С этими словами он встал, отвесил шутовской поклон и удалился.
Нория сидела во дворе с верной подружкой. Они тоже обсуждали случившееся. Вдруг она увидела, что прямо к ним пружинистым шагом идёт сам Смирнов. Нория ещё не знала, что он ей собирался сказать, но зато точно решила, что скажет сама. И обязательно первая. Девушка резко встала и побежала ему навстречу.
Всё произошло мгновенно и спонтанно. Нория потянулась на носочках и неловко обхватила Володю за шею. Она почти висела в воздухе, держась за него, и горячо твердила:
– Ты лучше всех! Я люблю тебя! Люблю! Они все злые! А ты лучше всех! Ты – супер! Я люблю тебя!
Получилось громко. Услышали все. Старушки на скамейке встрепенулись и вытянули морщинистые шеи, словно птицы. Дома на кухне утирала слёзы бабушка. Еще кто-то пялился в окна разных этажей. Альбинка застыла на месте, сокрушаясь в мыслях за подругу. «Эх, Нориюха! Беспонтово всё вышло!» – думалось ей. А певица с уфимскими корнями Земфира Рамазанова поясняла из плеера ей прямо в уши: «А девушка созрела!».
Вовка, как всегда, обаятельно улыбнулся. Эту улыбку тоже видели все, и общее напряжение как-то спало. Он привычно нравился окружающим.
– Ну, Норка, ну, чего ты, – говорил он ласково, ставя Норию на ноги. – Успокойся. Всё хорошо. Вот же я, пришёл. И не надо плакать.А через три дня он уехал в Москву. Каждое утро в его электронном ящике неизменно появлялось послание от Нории со словами любви. Это приятно льстило молодому мужскому самолюбию. Володя любезно отвечал на её вопросы, а Норию интересовало всё, к чему он причастен. Она хотела знать, где он бывает в свободное время. Вова с удовольствием описывал ей московские молодёжные клубы.
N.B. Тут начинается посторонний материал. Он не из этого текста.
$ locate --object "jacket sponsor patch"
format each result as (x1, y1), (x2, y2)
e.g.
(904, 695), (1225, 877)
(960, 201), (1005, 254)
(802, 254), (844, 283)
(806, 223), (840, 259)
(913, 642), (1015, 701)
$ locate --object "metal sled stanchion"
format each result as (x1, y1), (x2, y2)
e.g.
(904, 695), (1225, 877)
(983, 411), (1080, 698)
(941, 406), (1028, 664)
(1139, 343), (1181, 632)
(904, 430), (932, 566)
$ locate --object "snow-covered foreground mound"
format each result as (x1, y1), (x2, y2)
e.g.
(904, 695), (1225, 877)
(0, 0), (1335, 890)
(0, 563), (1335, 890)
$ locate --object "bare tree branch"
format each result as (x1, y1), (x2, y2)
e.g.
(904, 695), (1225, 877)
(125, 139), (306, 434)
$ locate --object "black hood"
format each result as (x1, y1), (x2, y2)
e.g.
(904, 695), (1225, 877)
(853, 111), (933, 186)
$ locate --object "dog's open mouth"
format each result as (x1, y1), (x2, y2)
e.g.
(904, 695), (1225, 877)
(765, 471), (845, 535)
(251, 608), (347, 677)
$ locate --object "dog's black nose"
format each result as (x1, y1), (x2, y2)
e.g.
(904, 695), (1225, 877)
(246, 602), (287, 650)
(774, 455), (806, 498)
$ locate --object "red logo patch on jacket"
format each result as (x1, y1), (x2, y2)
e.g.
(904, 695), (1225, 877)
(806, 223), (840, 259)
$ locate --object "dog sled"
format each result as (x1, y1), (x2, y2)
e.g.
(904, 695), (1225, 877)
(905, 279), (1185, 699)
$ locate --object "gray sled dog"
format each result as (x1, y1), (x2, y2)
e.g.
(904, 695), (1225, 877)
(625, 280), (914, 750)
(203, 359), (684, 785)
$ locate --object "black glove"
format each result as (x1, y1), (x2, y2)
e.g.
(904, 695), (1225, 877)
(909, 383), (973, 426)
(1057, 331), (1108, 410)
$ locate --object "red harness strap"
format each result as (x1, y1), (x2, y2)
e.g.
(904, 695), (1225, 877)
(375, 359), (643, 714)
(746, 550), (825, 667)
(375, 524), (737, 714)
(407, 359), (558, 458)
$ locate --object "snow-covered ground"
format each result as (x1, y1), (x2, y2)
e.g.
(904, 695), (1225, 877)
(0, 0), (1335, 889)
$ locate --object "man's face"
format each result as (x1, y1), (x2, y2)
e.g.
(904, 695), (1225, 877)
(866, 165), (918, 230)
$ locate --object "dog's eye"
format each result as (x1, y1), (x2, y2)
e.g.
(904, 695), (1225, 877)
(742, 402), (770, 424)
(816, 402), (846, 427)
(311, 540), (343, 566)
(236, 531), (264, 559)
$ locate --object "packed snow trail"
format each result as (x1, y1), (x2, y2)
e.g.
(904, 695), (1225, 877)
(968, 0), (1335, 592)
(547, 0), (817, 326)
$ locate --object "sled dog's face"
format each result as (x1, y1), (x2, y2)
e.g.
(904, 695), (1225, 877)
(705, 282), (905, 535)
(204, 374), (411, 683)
Нория написала ему про своё увлечение Глюкозой, а Володя ответил, что ему больше нравится канадская певица Аврил Ланвин. А однажды он сообщил ей, что едет тренироваться в Испанию и снова в Уфе окажется нескоро. Ему необходимо поработать над собой, а писать электронные письма ему можно и в Испанию. Даже можно посылать фотографии. Ведь теперь везде Интернет, и нет проблем.
Между Уфой и Москвой полторы тысячи километров, но это всё же в одной стране. Теплая Испания далеко. Нория не раз смотрела по карте. И она по-прежнему слушала Глюкозу, и ещё хрупкую певицу с сильным голосом и странным именем Аврил Ланвин. Музыка помогала ждать и надеяться.
Подмосковные страдания
Состоятельные родственники приглашали погостить и разделить радость: завершение строительства коттеджа в Подмосковье.
– Приезжай, – уговаривал в трубку дядя, лаская бархатистым баритоном. – Погода чудесная. Отдохнёшь, пообщаемся.
– Я буду тебя очень ждать! – взволнованно звенел голосок двоюродной сестрички Галочки.
– И даже не смей раздумывать! – требовательно добавила тётя. Фраза прозвучала, как окончательный приговор. Тётя много лет проработала судьей. На пенсии она недавно, и привычки ещё не поменялись.
Однако я призадумалась. Они звонили мне на мобильный и даже не поинтересовались, где я нахожусь. С сотовым телефоном можно пить чай на московской кухне, а можно пребывать далеко за пределами страны, но оставаться в зоне доступа. Слышимость практически одинаковая. Я была в тот момент в России, но вдали от Москвы.